When $1,200 checks were distributed last spring, along with $600 in weekly federal jobless aid, Americans in the poorest one-fourth of households initially saved a portion of it. But, by October, these households had spent most of it, according to research by the JPMorgan Chase Institute, suggesting that they needed the money for rent, food and other necessities.

Higher-earning families, by contrast, cut back spending on travel, entertainment, gym memberships and other services, leaving their level of savings consistently higher last year.

Working from home

For years, experts predicted that faster broadband internet connections, video conferencing software and cloud computing would free many employees from the confines of an office and enable them to work from anywhere. It took a pandemic for that vision to become reality.

Before the pandemic, just 7 percent of Americans were doing their jobs from home, according to a Labor Department survey. By last month, about 23 percent of employees were working remotely because of the pandemic, the government found. (That figure excluded people who had been telecommuting before.)

Remote work seems sure to become more common after the pandemic. Many companies, mostly tech firms like Salesforce and Spotify, have said they will continue to allow remote work. Others, such as Goldman Sachs, expect a full return to the office.

A report by PwC found that while most employers have found remote work to be productive, nearly nine in 10 expect at least half their workers to be back in the office by October. That is a faster return than employees expect.

Pandemic worsens inequality

Job losses during the pandemic recession have fallen heavily on Black and Hispanic workers as well as on low-income Americans.

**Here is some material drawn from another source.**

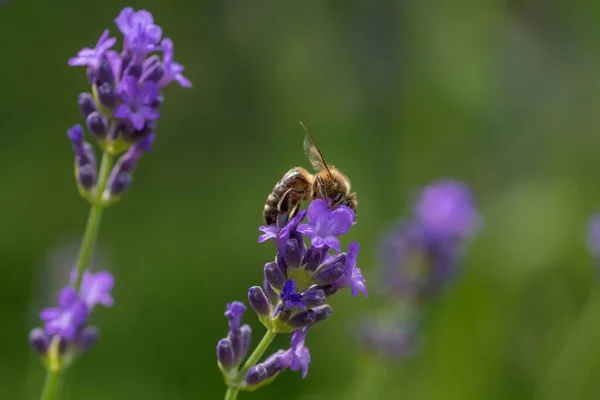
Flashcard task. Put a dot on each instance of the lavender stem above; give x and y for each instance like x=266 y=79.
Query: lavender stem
x=94 y=219
x=258 y=352
x=50 y=386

The proportion of white Americans, ages 25 through 54, with jobs declined to 77 percent in January from 81 percent in February 2020, before the pandemic erupted. (Economists often focus on the 25-to-54 group because it isn’t much affected by young people returning to school or older workers retiring.)

For Black Americans, the drop was slightly larger, to 71 percent from 76 percent. And for Hispanics, the decline was even worse, to 71 percent from 78 percent.

The differences reflect inequalities that predate the pandemic: Black and Hispanic workers are more likely to work at restaurants, hotels, bars, casinos and other industries that were hardest hit by the recession.

Job losses also have been far worse for the poorest one-fourth of workers, whose unemployment rate has topped 20 percent. For the wealthiest one-fifth, the jobless rate barely has risen and is at just 5 percent.